Durban - The Proteas have a steep mountain to climb when they step onto the pitch and try to win the first of four Tests against Australia.
The national cricket team dug itself into a deep hole on Saturday with its first innings at Kingsmead.
When bad light stopped play, Australia were 213/9.
This reflected the Proteas bowlers’ massive fighting spirit, but did nothing to change the visitors’ 402 run lead.
Opener Cameron Bancroft’s half century helped the visitors stretch their lead.
Regardless of how advantageous the lead was, the hosts will have to set a new record run chase if they are to emerge victorious.
The chase currently stands at 62 runs more than the 340/5 record set by South Africa in 2002.
Given how the home batsmen have performed - and how Mitchell Starc and off-spinner Nathan Lyon bowled in the first innings - a draw would be a great result for the Proteas.
While some might blame South Africa’s bowlers for the Australians’ huge lead, such an assessment is completely off the mark.
A closer look at the match’s highlights is all that’s needed to realise that the Proteas’ poor performance was a result of the team’s shoddy batting.
Dismissed for 162 on day two - despite AB de Villiers’ rearguard stand of 71 not out - South Africa’s inability to score when De Villiers, Hashim Amla and Faf du Plessis get runs is becoming a real concern.
Opening batsman Aiden Markram continues to make good starts without seeing them through.
His partner Dean Elgar appears to need a crisis to rouse him, while Quinton de Kock’s poor form persists.
In the absence of a functioning batting line-up, the bowlers took on the responsibility of giving the Proteas a fighting chance when it seemed the team had already given up.
With the Kingsmead pitch having hinted as early as day one that a lot of the wickets would come via reverse swing, left-arm spinner Keshav Maharaj was always going to be a key figure.

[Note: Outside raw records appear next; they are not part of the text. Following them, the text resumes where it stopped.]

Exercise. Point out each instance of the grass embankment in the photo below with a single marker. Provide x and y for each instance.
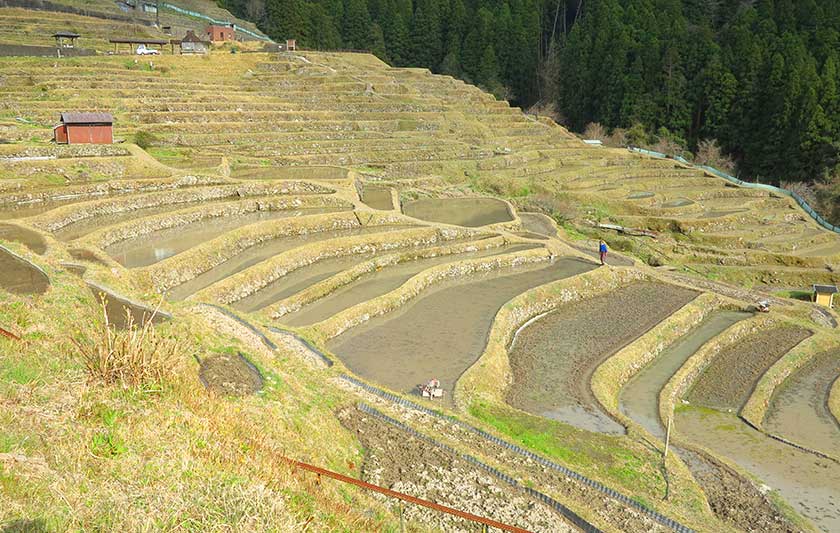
(624, 463)
(77, 454)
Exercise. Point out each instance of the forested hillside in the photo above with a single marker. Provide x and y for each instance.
(758, 76)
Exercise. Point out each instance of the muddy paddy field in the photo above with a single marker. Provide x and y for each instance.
(442, 332)
(553, 358)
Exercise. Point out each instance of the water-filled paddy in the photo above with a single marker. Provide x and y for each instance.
(678, 202)
(554, 357)
(639, 398)
(728, 380)
(379, 283)
(538, 223)
(469, 212)
(809, 483)
(157, 246)
(261, 252)
(377, 197)
(19, 277)
(799, 410)
(442, 332)
(27, 237)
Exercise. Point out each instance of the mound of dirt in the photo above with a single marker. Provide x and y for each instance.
(406, 464)
(733, 498)
(230, 375)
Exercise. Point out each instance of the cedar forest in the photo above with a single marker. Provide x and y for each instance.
(758, 81)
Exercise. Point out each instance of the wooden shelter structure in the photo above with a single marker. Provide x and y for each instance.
(824, 295)
(85, 128)
(191, 44)
(65, 39)
(133, 43)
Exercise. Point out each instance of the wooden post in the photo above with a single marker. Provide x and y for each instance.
(402, 520)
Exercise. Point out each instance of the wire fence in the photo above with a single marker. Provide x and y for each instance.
(662, 519)
(567, 513)
(741, 183)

But the question was which of the three fast bowlers would shoulder the responsibility of getting wickets with the older ball, especially when you consider how the first innings went.
Kagiso Rabada proved to be that man, taking the pitch’s flatness out of the equation by running in and hitting the deck hard to be rewarded with a 2/28 record.

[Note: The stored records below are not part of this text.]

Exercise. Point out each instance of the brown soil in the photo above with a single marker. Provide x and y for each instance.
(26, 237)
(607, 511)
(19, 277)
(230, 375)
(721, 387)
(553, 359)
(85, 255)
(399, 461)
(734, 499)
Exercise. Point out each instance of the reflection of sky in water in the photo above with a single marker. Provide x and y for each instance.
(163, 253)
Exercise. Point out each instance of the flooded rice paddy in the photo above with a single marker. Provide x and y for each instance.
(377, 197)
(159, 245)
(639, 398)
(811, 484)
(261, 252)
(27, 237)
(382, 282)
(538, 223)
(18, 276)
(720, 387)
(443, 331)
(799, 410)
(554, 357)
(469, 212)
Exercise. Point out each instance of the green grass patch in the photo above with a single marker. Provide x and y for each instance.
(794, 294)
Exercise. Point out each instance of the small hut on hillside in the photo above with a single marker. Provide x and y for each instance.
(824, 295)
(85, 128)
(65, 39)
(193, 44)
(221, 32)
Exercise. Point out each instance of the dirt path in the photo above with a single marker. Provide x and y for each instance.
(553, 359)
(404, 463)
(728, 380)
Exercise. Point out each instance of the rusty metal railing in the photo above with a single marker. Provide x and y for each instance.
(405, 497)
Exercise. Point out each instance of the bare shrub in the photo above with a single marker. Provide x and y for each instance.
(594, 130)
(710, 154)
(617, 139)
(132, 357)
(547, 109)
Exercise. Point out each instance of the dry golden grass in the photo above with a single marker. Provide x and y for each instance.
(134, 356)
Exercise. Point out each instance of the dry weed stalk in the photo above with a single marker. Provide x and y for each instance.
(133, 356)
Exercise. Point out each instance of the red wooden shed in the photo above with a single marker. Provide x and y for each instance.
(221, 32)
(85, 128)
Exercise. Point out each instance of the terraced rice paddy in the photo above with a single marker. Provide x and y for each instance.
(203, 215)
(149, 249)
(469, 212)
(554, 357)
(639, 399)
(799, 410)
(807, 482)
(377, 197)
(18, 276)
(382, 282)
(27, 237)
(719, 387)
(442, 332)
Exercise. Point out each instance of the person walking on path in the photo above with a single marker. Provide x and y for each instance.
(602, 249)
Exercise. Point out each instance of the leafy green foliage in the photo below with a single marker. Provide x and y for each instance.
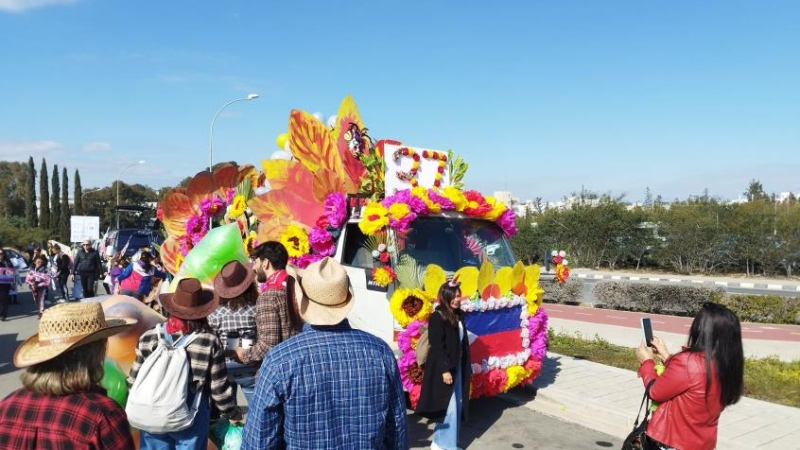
(767, 379)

His performance suggests he is becoming the player to watch.
Maharaj, who had figures of 5/123 in the first innings, picked up where he left off.
He bowled with drift, turn and control to add three more wickets in the second innings.
Then came Morne Morkel’s sting in the tail.
Morkel - who has promised to retire from international cricket at the end of the series - had a subdued test.
He did not pick up any wickets in the first innings and bowled just seven overs before tea.
But when he got back on the pitch, he showed off some of the prowess that characterises his impressive performances.
Morkel bowled out Shaun Marsh, Starc and Lyon in a spell that saw him pick up three wickets in 6.4 overs.
With the conditions forcing Vernon Philander to help reduce the run rate to a trickle, Elgar surprisingly took centre stage by trapping Australia captain Steve Smith lbw.